An excellent modulator of voice, he was sober and smart when he spoke softly and a wild cannon with nothing held back as seen in temperamental outbursts such as Maqbool, which floored us completely.
Despite coming from Tonk in Rajasthan and making it big all by his own efforts in the back-breakingly tough Mumbai, Irrfan Khan didn’t play the victim card that few backed him when he struggled so hard initially. Neither did he encash the emotional currency of playing the man who came from a small town.
He was both the city boy who one adored as also the aspirer from the tier-two city who dreamt of making it- and ultimately made it- big.
And truth be told; Irrfan’s audiences lay in both, the Swades as well as India. He was liked by both, admired by all social strata.
To the poor man who lives on savings, Irrfan Khan was a secular face of an India where everything is possible, where hopes don’t wane away.

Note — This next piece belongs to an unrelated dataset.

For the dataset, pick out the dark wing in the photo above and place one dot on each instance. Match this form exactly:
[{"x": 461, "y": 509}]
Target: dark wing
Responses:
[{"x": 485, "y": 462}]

At the same time, Irrfan Khan was the easy-going chiller who stood for a rich vein of talent that was impressive and alluring in equal measure.
Perhaps to this day, we’ve never been able to place a finger convincingly yet on what made him a hotseller in movies; were it just the haunting albeit penetrative eyes or the ability to cater to everyone’s sensibilities or the sufi-esque soul that embodied a free persona that couldn’t be caged.
Or was it a mix of everything?
Regardless, it suffices to say that it’s easy to be a star but very difficult to be an actor. When Irrfan Khan played Paan Singh Tomar, he became Paan Singh Tomar, a movie that one ought to remember was one of the early vehicles for rising Bollywood director Bhav Dhulia, the main force behind the acclaimed recent release “Khaki!”
Likewise, when Irfan Khan starred as the hard-as-nails cops in Talwar, he became the cop Talwar, a man possessed by the inborn need to solve a gruesome murder.
He would get into the skin of the character like how alcohol gets into our nerves, leaving behind a trail of intoxicity that’s hard to get on top of.
Yet, there was this everyday-ness about the Khan we can’t get enough of and likely never will; he’d lend his innate affability and poise to ads that we remember to this day, not because of their brand value but because of the value that Irrfan Khan brought on. Think Hutch ka chota recharge. Think Syska LED!
Truth is that the Irrfan Khan legend will likely only soar in the times to come for actors there’ll be many. But only a few will dare to surrender themselves to the labyrinth that is a film script. Which is why perhaps there’s sense to alter the great dialogue from the film Bawarchi that says, it is so simple to be happy, but it is so difficult to be simple.
Likewise, in appreciation of this late but evergreen actor, one ought to say- it is so simple to be successful, but is so difficult to be another like Irrfan Khan!
Gone but never forgotten! Actually, is he even gone?
The physical body left the planet over two summers ago but the easygoing essence, the memories, the gentle pauses before breaking into a captivating monologue all remain. They’re a part of us. And we won’t let it dispel into oblivion.